The NSLs are typically issued by the FBI to gather information from companies when related to national-security investigations.

 

This information can include customer names, addresses, phone and Internet records, and banking and credit statements. The NSL also requires employees who have been questioned to be silenced via a gag order which prevents them from notifying anyone that the government is invading customers' privacy.

 

In late 2003, Congress voted in favor of an intelligence bill that included a provision which expanded the power of NSLs. The provision was directly out of the text of the Patriot II.

 

In November 2003, Wired reported:

Under the Patriot Act, the FBI can acquire bank records and Internet or phone logs simply by issuing itself a so-called national security letter saying the records are relevant to an investigation into terrorism.

 

The FBI doesn't need to show probable cause or consult a judge. What's more, the target institution is issued a gag order and kept from revealing the subpoena's existence to anyone, including the subject of the investigation.

 

The new provision in the spending bill redefines the meaning of "financial institution."

 

The wider definition explicitly includes insurance companies, real estate agents, the U.S. Postal Service, travel agencies, casinos, pawn shops, car dealers and any other business whose "cash transactions have a high degree of usefulness in criminal, tax or regulatory matters.

 

The new provision inserts one of the most controversial aspects of Patriot II into the spending bill.

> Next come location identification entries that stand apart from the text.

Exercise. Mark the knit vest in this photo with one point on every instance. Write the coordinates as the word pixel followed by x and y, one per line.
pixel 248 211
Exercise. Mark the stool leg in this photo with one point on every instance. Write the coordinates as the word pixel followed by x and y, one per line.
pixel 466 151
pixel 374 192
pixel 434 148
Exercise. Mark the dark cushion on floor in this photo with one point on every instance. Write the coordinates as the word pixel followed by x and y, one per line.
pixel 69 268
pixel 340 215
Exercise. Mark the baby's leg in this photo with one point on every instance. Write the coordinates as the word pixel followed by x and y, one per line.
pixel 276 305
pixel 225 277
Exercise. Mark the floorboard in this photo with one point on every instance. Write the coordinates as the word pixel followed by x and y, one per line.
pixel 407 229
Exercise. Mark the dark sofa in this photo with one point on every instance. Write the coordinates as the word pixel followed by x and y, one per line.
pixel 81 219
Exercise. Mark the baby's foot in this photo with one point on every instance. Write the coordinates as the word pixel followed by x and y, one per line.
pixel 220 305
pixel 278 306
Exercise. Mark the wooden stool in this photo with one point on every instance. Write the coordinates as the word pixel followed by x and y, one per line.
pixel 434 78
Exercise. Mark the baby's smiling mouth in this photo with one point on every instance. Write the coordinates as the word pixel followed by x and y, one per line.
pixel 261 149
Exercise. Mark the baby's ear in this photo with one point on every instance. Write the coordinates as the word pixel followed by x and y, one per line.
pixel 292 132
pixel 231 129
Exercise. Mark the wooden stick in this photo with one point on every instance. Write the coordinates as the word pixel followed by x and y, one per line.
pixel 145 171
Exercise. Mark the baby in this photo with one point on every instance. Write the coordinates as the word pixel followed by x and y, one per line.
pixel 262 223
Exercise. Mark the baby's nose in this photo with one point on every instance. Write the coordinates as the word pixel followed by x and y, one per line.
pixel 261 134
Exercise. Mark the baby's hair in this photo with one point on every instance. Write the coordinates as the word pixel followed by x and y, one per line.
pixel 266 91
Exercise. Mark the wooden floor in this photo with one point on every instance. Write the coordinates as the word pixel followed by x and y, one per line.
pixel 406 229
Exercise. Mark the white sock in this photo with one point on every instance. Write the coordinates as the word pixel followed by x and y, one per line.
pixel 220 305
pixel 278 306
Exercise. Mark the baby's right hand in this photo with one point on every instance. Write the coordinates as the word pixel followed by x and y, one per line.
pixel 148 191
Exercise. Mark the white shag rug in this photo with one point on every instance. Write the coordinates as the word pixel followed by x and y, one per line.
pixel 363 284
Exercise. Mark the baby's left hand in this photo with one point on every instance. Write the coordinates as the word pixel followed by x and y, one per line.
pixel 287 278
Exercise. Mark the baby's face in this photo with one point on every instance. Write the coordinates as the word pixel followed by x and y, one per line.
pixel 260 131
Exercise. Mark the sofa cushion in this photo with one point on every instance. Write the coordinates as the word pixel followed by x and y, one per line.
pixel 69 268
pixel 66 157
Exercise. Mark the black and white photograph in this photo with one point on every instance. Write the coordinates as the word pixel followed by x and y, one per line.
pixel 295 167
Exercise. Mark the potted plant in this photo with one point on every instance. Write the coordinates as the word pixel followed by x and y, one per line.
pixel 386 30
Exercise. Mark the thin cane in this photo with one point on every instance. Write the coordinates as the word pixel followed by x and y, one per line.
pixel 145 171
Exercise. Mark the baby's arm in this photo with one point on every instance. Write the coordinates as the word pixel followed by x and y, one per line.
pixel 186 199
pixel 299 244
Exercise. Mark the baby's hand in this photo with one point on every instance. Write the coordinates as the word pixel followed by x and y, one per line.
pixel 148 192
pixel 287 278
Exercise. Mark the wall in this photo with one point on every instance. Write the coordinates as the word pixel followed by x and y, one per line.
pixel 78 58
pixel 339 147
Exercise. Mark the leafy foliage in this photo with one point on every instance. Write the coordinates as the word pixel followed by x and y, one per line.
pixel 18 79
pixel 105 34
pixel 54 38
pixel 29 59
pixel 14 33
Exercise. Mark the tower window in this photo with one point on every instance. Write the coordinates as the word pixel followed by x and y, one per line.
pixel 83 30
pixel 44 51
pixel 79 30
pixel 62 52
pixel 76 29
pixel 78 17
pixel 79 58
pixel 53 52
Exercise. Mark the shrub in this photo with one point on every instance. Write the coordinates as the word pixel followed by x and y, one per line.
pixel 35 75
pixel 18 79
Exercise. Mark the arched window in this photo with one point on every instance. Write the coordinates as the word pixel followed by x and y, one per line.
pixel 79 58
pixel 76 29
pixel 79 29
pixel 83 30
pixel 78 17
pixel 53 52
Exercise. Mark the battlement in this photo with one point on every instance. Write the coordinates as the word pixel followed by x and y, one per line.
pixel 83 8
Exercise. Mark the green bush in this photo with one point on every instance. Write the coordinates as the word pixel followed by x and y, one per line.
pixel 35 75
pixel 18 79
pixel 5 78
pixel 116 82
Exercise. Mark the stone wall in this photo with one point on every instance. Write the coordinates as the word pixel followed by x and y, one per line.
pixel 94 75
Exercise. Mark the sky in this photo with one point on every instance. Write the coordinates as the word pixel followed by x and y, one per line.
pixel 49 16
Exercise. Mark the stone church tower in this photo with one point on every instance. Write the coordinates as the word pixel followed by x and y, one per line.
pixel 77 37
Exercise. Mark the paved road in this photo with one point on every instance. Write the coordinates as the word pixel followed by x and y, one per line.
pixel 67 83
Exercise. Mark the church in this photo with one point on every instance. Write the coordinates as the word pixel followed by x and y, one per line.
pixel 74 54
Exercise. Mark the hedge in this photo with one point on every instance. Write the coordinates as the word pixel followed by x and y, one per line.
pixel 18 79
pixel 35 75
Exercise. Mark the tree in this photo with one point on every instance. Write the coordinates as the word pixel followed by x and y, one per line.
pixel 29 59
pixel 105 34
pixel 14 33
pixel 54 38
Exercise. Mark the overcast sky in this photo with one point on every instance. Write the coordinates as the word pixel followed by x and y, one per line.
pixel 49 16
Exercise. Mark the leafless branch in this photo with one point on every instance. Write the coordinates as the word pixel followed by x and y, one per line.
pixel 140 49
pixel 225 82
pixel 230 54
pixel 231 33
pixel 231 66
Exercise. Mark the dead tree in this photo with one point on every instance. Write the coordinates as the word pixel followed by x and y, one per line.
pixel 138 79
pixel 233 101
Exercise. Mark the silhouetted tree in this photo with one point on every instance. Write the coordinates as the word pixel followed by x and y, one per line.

Chris Schroeder, a Duke law professor and former assistant attorney general in the office of legal counsel at the Justice Department, told Wired that the "re-insertion" of the provision showed that,

"They are going to insert these provisions on a stealth basis. It's insidious."

Some of the darkest elements of the Patriot II would be codified into law in late 2011, when President Obama signed the National Defense Authorization Act, complete with provisions allowing indefinite detention of Americans.

 

Indeed, much of the plans of the Patriot II are now common activities of local, state, and federal law enforcement. The bulk of American communications are now scanned, monitored, stored in a database, and analyzed for signs of terrorism.

 

The NSA has even built a giant database in Utah to handle all of this data.

 

Big Brother and Big sister are listening through an array of devices.

Cell site simulators aka stingrays, Automatic License Plate Readers, Audio recording devices aka gunshot detectors, hidden cameras and microphones in public, thermal imaging planes and drones.

 

  • What can we do about this?

     

  • How do we reclaim our privacy and liberty?

It starts on the individual level in our hearts and minds, and it continues in our communities.

 

It's up to each of us to begin taking steps in our own lives to create the world that we wish to see.